Magento DB Orientation Series – Entity Attribute Value


At this part of the Magento DB orientation series, we will look into the EAV or Entity Attribute Value (EAV) in Magento. Entity Attribute Value is a data model that describes the entities where many attributes as parameters and properties used are vast. However, the number of attributes that apply to the given entity may be relatively modest.

This is a mathematical model which is called the sparse matrix. EAV is also called object–attribute–value model and vertical database model etc. There are some special cases where the EAV schematic becomes an optimal data modeling approach in the problem domain. However, in many standard cases where the data is modeled in static relational terms, the EAV based approach is an anti-pattern that will lead to longer development periods, poor database resource use, and complex queries compared to RDBMS data schemes.

EAV in Magento

In the case of Magento, EAV represents the Entity, Attribute, and Value. Let us further explore each of these in a bit more detail.

  • Entity: Entity typically represents the data items in Magento as products, customers, product categories, and orders. Each of these entities may have a unique entity record in the DB.
  • Attribute: Attributes generally represent the data items that belong to a specific entity. Say, for example, a product entity may have attributes like name of the product, price, status as available or not, etc.
  • Value: Values remain the simplest to understand the term as it is primarily the value linked to a specific attribute. To better understand, we may consider a product entity where each product will have a set of attributes like name, etc. Each listed product will have a specific value for the given attribute.

Entity table structure

Data representation in EAV takes space-efficient methods to store a sparse matrix while only non-empty values are stored. In the EAV database, each attribute-value pair describes a fact, and a row in the table will store a single fact. EAV tables are also often described as “long and skinny.” In this, long represents the total number of rows, and skinny denotes the columns. The data in the table is recorded in three columns as:

  • The entity: This describes the item.
  • Attribute or parameter: It is a foreign key into the table of attribute definitions. At the baseline, an attribute definitions table may contain the columns as
    • Attribute ID
    • Name of attribute
    • Description
    • Data type
    • Columns assisting input validation etc.

Why is EAV used?

The primary use of EAV is because it is largely scalable than normalized DB structure. The developers can easily add the attributes to any entity as a product, category, customer, and order, etc., without modifying the database core structure. While custom attributes get added to the DB, no logic must be added to force Magento to save these attributes as it is already built into the model.

Downsides of EAV

One of the most important downsides is its speed of processing. When entity data is so much fragmented, creating a whole entity record will require many expensive joins on the table. So, the developers may have to implement a good cache system to cache information, which does not change too often.

Another major problem with EAV, which is denoted as its downside, is the big learning curve. Many inexperienced developers tend to give it due to this reason before they actually can identify its true simplicity. There is no quick fix for this, and hopefully, you may overcome this hesitation by reading this article. You can also get the assistance of expert database administrators like RemoteDBA to get support at this point.

Working with an EAV Model

The Achilles heel of EAV is the difficulty in working with a big volume of EAV data. It is also necessary to interconvert permanently or transiently between the columnar EAV-model representations of the same data. It can be error-prone on not being done manually and also CPU-intensive. The generic frameworks that utilize the attributes and attribute-grouping are mandated in case of any mixed schemas, which consist of a fine mixt of conventional-relational and EAV data.

No matter which approaches you to take, querying an EAV may never be as fast as querying the standard relational data, similarly by the access of elements in sparse matrices. These sparse matrices are represented using structures as linked lists and may require list traversal to access an element at the X-Y position.

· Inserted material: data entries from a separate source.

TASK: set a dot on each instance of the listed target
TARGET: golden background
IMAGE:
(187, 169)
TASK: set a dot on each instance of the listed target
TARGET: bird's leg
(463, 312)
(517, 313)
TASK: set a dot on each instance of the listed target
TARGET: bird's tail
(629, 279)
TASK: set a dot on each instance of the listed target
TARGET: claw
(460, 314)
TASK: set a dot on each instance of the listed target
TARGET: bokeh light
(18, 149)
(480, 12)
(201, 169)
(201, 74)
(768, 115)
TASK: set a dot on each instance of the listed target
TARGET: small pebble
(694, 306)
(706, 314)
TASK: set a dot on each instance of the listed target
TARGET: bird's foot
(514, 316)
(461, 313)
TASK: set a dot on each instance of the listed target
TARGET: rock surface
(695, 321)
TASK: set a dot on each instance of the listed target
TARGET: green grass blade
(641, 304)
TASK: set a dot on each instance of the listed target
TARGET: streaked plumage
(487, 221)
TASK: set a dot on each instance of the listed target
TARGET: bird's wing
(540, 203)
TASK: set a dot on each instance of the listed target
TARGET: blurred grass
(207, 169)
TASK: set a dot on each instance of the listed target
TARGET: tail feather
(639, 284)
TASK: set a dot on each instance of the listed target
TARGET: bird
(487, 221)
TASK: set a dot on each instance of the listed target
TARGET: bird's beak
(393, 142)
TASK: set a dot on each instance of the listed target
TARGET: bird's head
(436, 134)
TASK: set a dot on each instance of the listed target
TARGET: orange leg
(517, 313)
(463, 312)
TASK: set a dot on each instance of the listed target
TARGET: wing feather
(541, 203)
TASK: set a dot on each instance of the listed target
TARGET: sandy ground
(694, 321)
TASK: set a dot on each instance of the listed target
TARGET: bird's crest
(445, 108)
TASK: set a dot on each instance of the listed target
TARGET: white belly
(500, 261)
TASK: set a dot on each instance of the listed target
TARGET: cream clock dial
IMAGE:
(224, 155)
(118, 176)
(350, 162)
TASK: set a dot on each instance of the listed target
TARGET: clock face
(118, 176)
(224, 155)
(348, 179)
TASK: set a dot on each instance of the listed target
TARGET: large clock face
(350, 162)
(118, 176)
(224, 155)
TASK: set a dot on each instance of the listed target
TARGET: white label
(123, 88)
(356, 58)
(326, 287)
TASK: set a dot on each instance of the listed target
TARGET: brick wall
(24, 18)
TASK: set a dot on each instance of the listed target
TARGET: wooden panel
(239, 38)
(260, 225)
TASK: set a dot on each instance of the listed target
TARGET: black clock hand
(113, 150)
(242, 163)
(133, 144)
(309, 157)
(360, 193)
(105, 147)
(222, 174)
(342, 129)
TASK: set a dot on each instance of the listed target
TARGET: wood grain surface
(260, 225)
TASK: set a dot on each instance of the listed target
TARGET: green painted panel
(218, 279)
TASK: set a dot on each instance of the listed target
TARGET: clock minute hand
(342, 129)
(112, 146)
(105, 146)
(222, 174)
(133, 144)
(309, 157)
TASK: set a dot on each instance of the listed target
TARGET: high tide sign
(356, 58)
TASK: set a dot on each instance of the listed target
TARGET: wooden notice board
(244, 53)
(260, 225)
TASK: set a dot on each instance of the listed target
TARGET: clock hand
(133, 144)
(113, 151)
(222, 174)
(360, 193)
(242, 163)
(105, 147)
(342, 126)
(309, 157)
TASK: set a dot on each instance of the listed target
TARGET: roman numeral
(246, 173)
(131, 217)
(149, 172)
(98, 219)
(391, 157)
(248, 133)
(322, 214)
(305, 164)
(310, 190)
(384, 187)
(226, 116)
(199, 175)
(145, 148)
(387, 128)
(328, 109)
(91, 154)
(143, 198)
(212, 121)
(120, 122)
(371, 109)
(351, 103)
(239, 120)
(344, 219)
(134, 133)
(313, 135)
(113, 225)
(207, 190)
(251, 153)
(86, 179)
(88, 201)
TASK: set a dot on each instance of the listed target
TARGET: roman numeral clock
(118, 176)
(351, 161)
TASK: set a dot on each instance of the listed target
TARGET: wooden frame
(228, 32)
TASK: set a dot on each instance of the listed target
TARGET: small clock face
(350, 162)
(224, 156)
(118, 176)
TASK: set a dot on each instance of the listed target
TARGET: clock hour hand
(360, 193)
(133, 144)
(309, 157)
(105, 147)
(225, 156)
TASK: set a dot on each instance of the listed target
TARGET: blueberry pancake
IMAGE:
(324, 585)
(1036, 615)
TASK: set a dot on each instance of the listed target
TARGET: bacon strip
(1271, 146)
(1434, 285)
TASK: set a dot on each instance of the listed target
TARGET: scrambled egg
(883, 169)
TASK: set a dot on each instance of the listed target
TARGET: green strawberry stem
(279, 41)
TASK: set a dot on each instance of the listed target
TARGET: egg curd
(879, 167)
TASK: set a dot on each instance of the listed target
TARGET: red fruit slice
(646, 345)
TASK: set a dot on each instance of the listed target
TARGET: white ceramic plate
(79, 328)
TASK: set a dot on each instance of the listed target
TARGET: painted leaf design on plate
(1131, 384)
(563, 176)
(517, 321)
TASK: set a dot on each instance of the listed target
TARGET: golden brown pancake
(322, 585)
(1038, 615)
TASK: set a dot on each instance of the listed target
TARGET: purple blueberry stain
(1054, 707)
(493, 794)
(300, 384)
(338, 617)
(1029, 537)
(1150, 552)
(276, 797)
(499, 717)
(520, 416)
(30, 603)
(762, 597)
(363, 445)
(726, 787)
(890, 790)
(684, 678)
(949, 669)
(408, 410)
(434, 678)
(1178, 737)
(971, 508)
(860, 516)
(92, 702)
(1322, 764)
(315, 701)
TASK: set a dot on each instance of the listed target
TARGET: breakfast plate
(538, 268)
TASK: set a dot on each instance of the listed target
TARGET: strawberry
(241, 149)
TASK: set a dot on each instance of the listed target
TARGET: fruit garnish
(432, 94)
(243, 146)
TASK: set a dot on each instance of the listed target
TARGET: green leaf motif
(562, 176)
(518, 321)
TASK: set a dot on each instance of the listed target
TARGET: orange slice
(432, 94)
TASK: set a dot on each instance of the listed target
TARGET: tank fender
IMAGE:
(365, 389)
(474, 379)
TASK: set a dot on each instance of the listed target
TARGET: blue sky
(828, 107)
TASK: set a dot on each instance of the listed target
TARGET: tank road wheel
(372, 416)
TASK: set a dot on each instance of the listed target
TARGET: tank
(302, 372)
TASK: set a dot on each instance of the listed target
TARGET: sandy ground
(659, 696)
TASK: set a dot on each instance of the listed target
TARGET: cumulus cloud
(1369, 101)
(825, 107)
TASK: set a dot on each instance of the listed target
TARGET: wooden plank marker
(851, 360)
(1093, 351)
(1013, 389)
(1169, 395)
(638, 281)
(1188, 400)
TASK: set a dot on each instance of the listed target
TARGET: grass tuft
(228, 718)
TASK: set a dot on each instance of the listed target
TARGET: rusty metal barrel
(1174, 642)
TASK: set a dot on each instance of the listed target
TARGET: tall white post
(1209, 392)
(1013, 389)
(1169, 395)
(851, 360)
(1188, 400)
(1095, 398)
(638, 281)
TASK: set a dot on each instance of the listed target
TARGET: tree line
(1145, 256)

However, you may choose the EAV approach rightly for the problem that you are trying to solve.

Magento EAV data storage seems to be more complicated with the structure of separated data in each store. EAV attributes are divided further into groups where a group may have different attributes, and each of these attributes may be in many groups. An attribute set will also include the number of groups, and an object will hold an attribute set. Magento also optimizes data storage by offering value tables corresponding to various data types.

Exporting the EAV data needs continuous querying from various tables, so it carries the data mapping in many DB tables. To read data from any DB to object, the EAV model may follow the following steps:

  • Read data from the main table or the entity table
  • Define the set of object attributes
  • Read out the values of attributes for objects
  • Change the values of attributes
  • Mapping of data in objects

Burning EAV data into databases is processed as follows:

  • Get data mapped in objects
  • Change the values of the attributes
  • Save the data in the main table or the entity tables
  • Save the data in values of attributes tables

As we discussed above, even though the processes look complicated with the EAV model, as a whole, it is quite simple. The beginners may take a bit of time to understand the concept and work for it, but it possesses many advantages if you handle it well.